OTTAWA — Steve Stamkos said he will stick around Scotiabank Place this weekend to watch as much of the NHL draft as possible.
Quite a commitment considering Stamkos' part will be over quickly as the Lightning, unless mice start chasing cats, will take the NHL-ready center with tonight's No. 1 pick.
Sure, Stamkos has a few buddies in the draft. But more than that, the 18-year-old calls himself "a pretty hockey-oriented guy. And if I get drafted by Tampa, I'm definitely going to be interested in who else they take."

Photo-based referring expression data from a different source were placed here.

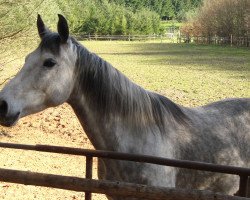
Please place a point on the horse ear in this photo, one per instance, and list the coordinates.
(63, 28)
(42, 30)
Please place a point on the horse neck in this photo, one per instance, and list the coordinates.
(103, 97)
(107, 103)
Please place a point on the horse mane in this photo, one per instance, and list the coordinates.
(110, 92)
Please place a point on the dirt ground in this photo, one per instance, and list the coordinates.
(54, 126)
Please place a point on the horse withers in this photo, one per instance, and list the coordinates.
(119, 115)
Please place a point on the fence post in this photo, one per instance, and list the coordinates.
(89, 166)
(231, 40)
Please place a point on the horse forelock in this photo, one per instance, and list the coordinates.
(110, 92)
(51, 42)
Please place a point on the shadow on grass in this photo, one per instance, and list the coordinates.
(198, 57)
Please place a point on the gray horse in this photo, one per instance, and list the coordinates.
(118, 115)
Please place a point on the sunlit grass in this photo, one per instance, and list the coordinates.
(191, 75)
(188, 74)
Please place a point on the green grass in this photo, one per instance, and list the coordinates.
(170, 24)
(191, 75)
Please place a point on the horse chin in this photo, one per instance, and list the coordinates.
(10, 120)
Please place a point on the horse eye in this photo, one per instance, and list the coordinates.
(49, 63)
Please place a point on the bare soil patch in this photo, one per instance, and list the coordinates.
(55, 126)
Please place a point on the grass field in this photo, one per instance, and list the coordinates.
(188, 74)
(191, 75)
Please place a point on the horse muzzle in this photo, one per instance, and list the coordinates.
(6, 118)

Especially with Tampa Bay's third-round pick — No. 62 overall — because general manager Jay Feaster said Thursday that he'd better be ready to play:
"Because we don't have a second-round pick … our job at 62 is to make sure we're drafting an NHL player."

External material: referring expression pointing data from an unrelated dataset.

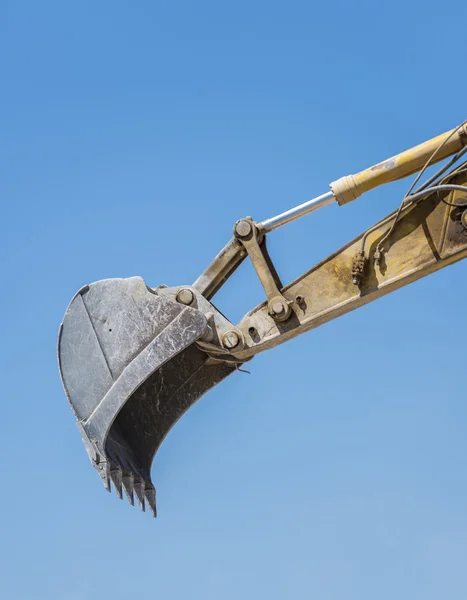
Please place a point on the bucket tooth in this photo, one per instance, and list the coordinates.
(116, 477)
(104, 472)
(127, 480)
(139, 491)
(150, 494)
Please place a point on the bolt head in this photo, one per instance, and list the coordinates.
(230, 340)
(185, 296)
(278, 308)
(243, 228)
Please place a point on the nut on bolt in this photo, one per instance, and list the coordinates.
(243, 228)
(185, 296)
(230, 340)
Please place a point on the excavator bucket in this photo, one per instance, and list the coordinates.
(131, 367)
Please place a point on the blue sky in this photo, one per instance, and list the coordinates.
(134, 134)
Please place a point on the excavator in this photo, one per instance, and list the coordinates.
(133, 358)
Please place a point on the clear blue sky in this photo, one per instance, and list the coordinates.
(134, 134)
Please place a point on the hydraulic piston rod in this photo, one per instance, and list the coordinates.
(349, 188)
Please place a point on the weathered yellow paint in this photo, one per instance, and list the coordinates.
(406, 163)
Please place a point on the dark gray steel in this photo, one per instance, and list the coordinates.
(130, 369)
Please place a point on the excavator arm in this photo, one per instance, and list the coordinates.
(133, 359)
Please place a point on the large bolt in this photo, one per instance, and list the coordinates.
(278, 308)
(230, 340)
(243, 228)
(185, 296)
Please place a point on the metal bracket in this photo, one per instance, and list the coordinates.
(254, 242)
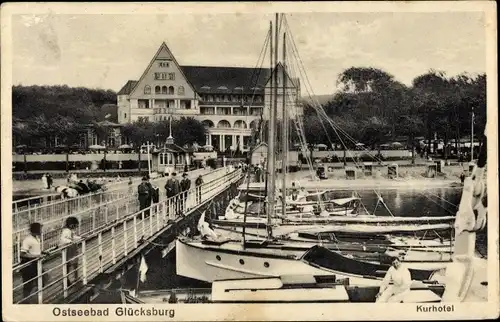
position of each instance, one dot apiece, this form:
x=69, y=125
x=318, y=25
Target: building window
x=162, y=76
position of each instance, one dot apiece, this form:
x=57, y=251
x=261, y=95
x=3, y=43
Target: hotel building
x=227, y=100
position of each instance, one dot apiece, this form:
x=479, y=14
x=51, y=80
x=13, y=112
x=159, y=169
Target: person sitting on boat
x=396, y=283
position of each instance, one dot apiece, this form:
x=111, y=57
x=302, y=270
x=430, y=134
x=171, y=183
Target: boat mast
x=472, y=136
x=284, y=140
x=272, y=137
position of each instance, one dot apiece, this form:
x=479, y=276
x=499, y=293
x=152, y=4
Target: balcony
x=237, y=103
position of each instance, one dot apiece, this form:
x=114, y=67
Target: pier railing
x=92, y=213
x=51, y=205
x=102, y=248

And that changes the overall equation.
The Lightning for more than a year has spoken of rebuilding its minor-league depth through the draft, especially at forward, a position it stocked last year with seven of nine picks.
But finding a third-rounder ready for the show means taking the best player available, whether at forward or defense.
As for the team's other five picks, perhaps the Lightning goes back to looking at forwards. Or perhaps it makes a trade to replace the second-round pick lost last year to the Panthers in the Chris Gratton trade.
But with organizational depth and tradable draft picks lacking, even Feaster acknowledged a deal is not likely.
Still, he said, "We think there will be quite a few possibilities at that time on the board. We have to be sure we've done our homework and vetted all those guys."
Feaster also reminded that in 1998, when Tampa Bay took Vinny Lecavalier No. 1 overall, Brad Richards was picked in the third round at No. 64.
"I'm not putting the pressure on them to draft a Brad Richards," Feaster said of his scouts. "But we need to make sure the guy we're taking in the third round is going to be a National Hockey League player and we can look back on this draft and say this was really a good draft."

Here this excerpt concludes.